EN 13501-1 outlines a series of fire tests and, depending on the results, a building product may achieve a reaction to fire classification on a scale from A1 to F. The standard provides additional classifications for the production of smoke and flaming droplets. A classification might be given as ‘A2-s3,d1’. But what does this mean?

The primary classifications are as follows:

A1Non-combustible material
A2Limited combustibility (England, Wales & NI); Non-combustible (Scotland)
BCombustible material - Very limited contribution to fire
CCombustible material - Limited contribution to fire
DCombustible material - Medium contribution to fire
ECombustible material - High contribution to fire
FCombustible material - Easily flammable

What do the s and d classifications mean?

Products are also given classifications for the production of smoke and flaming droplets. Flaming droplets result in burns and cause fires to spread.

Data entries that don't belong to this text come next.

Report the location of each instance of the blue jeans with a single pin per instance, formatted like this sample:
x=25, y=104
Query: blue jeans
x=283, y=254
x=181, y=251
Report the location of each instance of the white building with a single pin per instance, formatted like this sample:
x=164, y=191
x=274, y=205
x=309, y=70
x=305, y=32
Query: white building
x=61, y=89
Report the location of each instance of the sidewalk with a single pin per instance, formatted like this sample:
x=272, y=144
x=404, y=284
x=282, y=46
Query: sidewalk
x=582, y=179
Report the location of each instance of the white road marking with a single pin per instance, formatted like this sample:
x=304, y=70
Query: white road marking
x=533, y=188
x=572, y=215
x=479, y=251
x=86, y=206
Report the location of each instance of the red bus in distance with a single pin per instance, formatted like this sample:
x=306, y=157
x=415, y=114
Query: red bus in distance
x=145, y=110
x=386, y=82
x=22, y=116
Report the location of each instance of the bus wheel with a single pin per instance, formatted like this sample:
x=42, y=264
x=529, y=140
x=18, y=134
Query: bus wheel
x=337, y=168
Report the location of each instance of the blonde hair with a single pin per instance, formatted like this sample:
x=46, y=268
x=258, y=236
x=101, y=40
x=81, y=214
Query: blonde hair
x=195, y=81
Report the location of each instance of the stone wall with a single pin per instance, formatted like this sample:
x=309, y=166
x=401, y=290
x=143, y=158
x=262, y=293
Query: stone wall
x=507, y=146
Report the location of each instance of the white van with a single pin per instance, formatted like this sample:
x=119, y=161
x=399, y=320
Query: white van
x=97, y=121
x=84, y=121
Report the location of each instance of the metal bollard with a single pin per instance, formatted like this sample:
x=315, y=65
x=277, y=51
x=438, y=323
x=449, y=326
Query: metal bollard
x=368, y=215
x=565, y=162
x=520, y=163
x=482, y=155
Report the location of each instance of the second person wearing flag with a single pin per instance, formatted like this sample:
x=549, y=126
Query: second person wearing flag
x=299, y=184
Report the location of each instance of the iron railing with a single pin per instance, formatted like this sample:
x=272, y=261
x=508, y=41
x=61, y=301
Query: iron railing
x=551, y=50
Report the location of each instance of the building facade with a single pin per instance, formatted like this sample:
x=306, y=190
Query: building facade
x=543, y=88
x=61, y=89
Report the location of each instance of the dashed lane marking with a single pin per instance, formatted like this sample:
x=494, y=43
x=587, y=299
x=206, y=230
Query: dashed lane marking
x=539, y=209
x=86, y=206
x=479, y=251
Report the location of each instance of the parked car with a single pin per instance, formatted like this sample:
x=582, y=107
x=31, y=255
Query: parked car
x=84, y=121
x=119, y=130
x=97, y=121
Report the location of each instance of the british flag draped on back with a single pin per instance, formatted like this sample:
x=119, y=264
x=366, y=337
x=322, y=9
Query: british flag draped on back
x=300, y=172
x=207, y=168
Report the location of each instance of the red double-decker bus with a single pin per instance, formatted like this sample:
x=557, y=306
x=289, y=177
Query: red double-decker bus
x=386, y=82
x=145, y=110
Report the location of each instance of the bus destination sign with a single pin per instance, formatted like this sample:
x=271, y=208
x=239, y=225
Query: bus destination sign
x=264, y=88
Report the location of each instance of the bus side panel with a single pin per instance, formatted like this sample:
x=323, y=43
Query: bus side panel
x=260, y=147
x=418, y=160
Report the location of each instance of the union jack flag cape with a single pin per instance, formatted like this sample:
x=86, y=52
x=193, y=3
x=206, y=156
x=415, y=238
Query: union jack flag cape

Smoke inhalation, meanwhile, is the leading cause of fatalities from fire.

Production of flaming droplets is classified as follows:

D0 = No droplets
D1 = Some droplets
D2 = Quite a lot of droplets

Smoke production is classified as follows:

S1 = Little or no smoke
S2 = Quite a lot of smoke
S3 = Substantial / heavy smoke

What is fire resistance?

Fire resistance measures the ability of a construction element to maintain its load bearing function (ie structural capacity), integrity (the ability to prevent flames and gases from passing through) and insulation function (the ability to prevent heat from passing through). These are denoted by the letters R, E and I respectively.

Fire resistance is measured in number of minutes. Sometimes figures are quoted separately, for example an R of 30 minutes and an E of 60 minutes, while sometimes an assembly may be quoted as having an REI of 100 minutes, which means the assembly provides all three functions for 60 minutes. Minimum periods of fire resistance for elements in different building types are given in the building regulations. Fire resistance is covered by EN13501-2, EN1366 and other related standards.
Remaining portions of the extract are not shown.